Articles are edited by its founder Oh Yeon Ho, a former magazine journalist, and a few colleagues. Ho likes to think of Ohmy as a 'playground' for South Korean hobbyists where 'adults' set certain rules and thus give the site credibility." One of Ohmy's biggest innovations was economic. The site had a "tip-jar" system that invited readers to reward good work with small donations.
"Ho, who left his career in the mainstream media because he was sick of what he saw as their conservative bias, also reckons that Ohmy has helped to improve the balance. If the media scales used to be tilted 80 per cent in favour of the conservatives, he thinks Ohmy has reduced that to 60 per cent — and wants to make it 50 per cent." Citizen journalism also touched on the crunch issues of amateurism, professionalism and trustworthiness in the media.
Yet the mainstream could not claim a monopoly on veracity. "Take, for instance, the 'embedded' reporters in the Iraq invasion. How are the public to believe the impartiality of journalists who are fed whatever their British and American military guardians so choose? Who believes the infamously 'embedded' journalists of the Iraq invasion are regurgitating anything other than American and British propaganda. My colleague, Terry Lloyd, from ITN refused to be embedded and was murdered by US troops. He was a true citizen journalist."

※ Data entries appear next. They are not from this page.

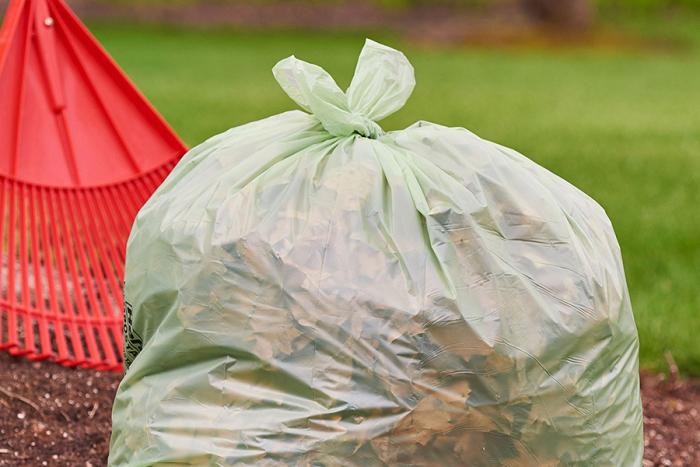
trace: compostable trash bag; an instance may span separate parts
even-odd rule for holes
[[[640,465],[603,209],[465,129],[385,133],[396,50],[347,92],[274,76],[306,112],[194,148],[136,219],[110,464]]]

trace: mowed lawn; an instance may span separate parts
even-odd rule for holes
[[[417,87],[385,120],[466,127],[590,194],[622,246],[642,366],[669,350],[700,375],[700,18],[632,25],[682,39],[668,50],[403,50]],[[96,25],[107,49],[189,145],[295,108],[270,72],[292,53],[345,87],[366,34]]]

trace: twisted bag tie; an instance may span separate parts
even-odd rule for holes
[[[284,92],[334,136],[381,136],[384,131],[376,122],[403,107],[416,85],[404,54],[369,39],[347,92],[326,70],[294,55],[277,63],[272,73]]]

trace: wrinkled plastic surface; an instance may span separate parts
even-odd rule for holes
[[[193,149],[137,217],[110,463],[640,465],[603,209],[467,130],[384,133],[414,86],[393,49],[346,93],[274,74],[310,113]]]

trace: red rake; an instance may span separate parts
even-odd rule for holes
[[[0,348],[122,368],[124,255],[184,144],[62,0],[0,32]]]

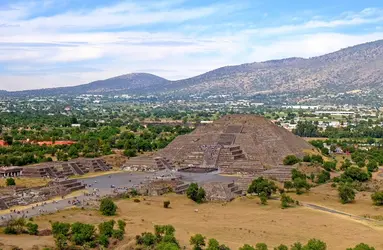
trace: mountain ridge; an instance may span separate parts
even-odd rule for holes
[[[290,57],[224,66],[175,81],[150,73],[131,73],[71,87],[0,91],[0,94],[57,95],[118,92],[252,95],[316,90],[336,92],[382,87],[383,40],[377,40],[316,57]]]

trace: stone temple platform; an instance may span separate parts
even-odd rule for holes
[[[218,168],[225,174],[287,179],[291,168],[283,166],[287,155],[303,156],[314,148],[300,137],[264,117],[227,115],[178,136],[153,157],[135,157],[125,165],[135,168]],[[159,164],[158,164],[159,163]]]

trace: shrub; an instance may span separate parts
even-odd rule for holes
[[[375,248],[370,247],[367,244],[360,243],[360,244],[356,245],[354,248],[347,248],[347,250],[375,250]]]
[[[118,229],[118,230],[113,230],[112,232],[112,237],[118,240],[123,240],[124,239],[124,231]]]
[[[75,222],[71,225],[72,241],[75,245],[84,245],[95,237],[95,228],[91,224]]]
[[[142,233],[136,236],[137,245],[153,246],[156,243],[156,236],[152,233]]]
[[[294,179],[293,184],[297,194],[303,194],[304,190],[310,190],[310,184],[307,183],[306,179],[296,178]]]
[[[255,250],[255,248],[253,246],[245,244],[243,245],[243,247],[239,248],[239,250]]]
[[[189,199],[197,203],[202,203],[205,200],[206,193],[202,187],[198,187],[197,183],[191,183],[186,190],[186,195]]]
[[[311,162],[323,163],[323,157],[321,155],[312,155]]]
[[[262,205],[267,205],[267,195],[265,192],[259,194],[259,199],[261,200]]]
[[[62,223],[62,222],[54,222],[52,223],[52,234],[53,236],[57,235],[63,235],[68,236],[70,230],[70,224],[69,223]]]
[[[268,248],[265,243],[257,243],[255,245],[255,250],[268,250]]]
[[[294,165],[296,163],[300,162],[300,159],[296,157],[295,155],[287,155],[283,159],[283,165]]]
[[[169,208],[170,201],[164,201],[164,208]]]
[[[303,172],[294,168],[293,170],[291,170],[291,179],[295,180],[296,178],[306,179],[306,175]]]
[[[378,163],[376,161],[369,161],[367,163],[367,170],[369,172],[376,172],[378,171],[379,167],[378,167]]]
[[[355,191],[348,184],[343,184],[343,185],[339,186],[338,192],[339,192],[340,201],[343,204],[351,203],[352,201],[355,200]]]
[[[117,224],[118,224],[118,229],[125,232],[126,222],[123,220],[118,220]]]
[[[346,170],[349,167],[351,167],[351,161],[349,159],[346,159],[343,163],[342,166],[340,167],[341,170]]]
[[[140,203],[141,200],[136,198],[136,199],[133,200],[133,202],[135,202],[135,203]]]
[[[104,198],[101,200],[100,211],[102,215],[112,216],[116,214],[117,205],[110,198]]]
[[[13,226],[6,226],[4,228],[4,233],[5,234],[17,234],[17,230]]]
[[[310,155],[303,156],[303,161],[304,162],[311,162],[311,156]]]
[[[9,187],[9,186],[16,186],[16,181],[15,181],[15,179],[13,179],[13,178],[7,178],[7,180],[6,180],[6,185],[7,185],[7,187]]]
[[[289,248],[286,245],[279,245],[274,250],[289,250]]]
[[[277,191],[277,186],[273,181],[269,181],[267,179],[264,179],[263,177],[259,177],[252,181],[249,188],[247,189],[247,192],[250,194],[258,194],[265,193],[267,198],[270,198],[270,196]]]
[[[318,176],[317,176],[317,183],[323,184],[326,183],[331,179],[330,172],[323,170]]]
[[[327,245],[321,240],[311,239],[302,250],[326,250]]]
[[[63,234],[56,234],[55,235],[55,244],[56,244],[57,249],[59,249],[59,250],[67,249],[67,245],[68,245],[67,241],[68,241],[67,236],[65,236]]]
[[[30,235],[37,235],[39,233],[39,225],[35,224],[35,223],[31,223],[29,222],[27,224],[27,231],[28,231],[28,234]]]
[[[290,189],[294,187],[294,184],[291,181],[285,181],[285,183],[283,184],[283,187],[287,189],[287,191],[289,191]]]
[[[114,220],[105,221],[98,225],[98,231],[100,234],[106,235],[108,237],[112,236],[113,227],[116,222]]]
[[[327,171],[332,171],[336,169],[336,162],[334,161],[326,161],[323,163],[323,168]]]
[[[323,155],[329,155],[329,154],[330,154],[330,151],[328,150],[328,148],[321,148],[321,149],[320,149],[320,152],[321,152]]]
[[[281,207],[284,209],[284,208],[291,207],[292,205],[294,205],[294,200],[290,196],[286,194],[282,194]]]
[[[196,234],[190,238],[190,245],[193,245],[194,250],[202,250],[202,247],[206,245],[205,237],[201,234]]]
[[[383,206],[383,191],[373,193],[371,199],[374,202],[374,205]]]
[[[345,182],[352,182],[352,181],[364,182],[364,181],[368,181],[370,179],[370,176],[358,167],[349,167],[341,175],[341,179]]]
[[[100,235],[98,238],[98,243],[103,246],[103,247],[108,247],[109,246],[109,238],[106,235]]]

The citizen journalism brought out by events such as the London bombings of 2005, Hurricane Katrina, Asia's tsunami tidal wave and other similar big news stories had sent a new joke into the blogosphere: that Andy Warhol's proverbial "15 minutes of fame" had now become "15 megs" of fame for everybody. "That may be true. But the area of citizen journalism that is currently growing fastest is the least glamorous end: the so-called 'hyper-local' coverage of, say, high school sports or petty neighbourhood crime, which is usually too small even for local newspapers."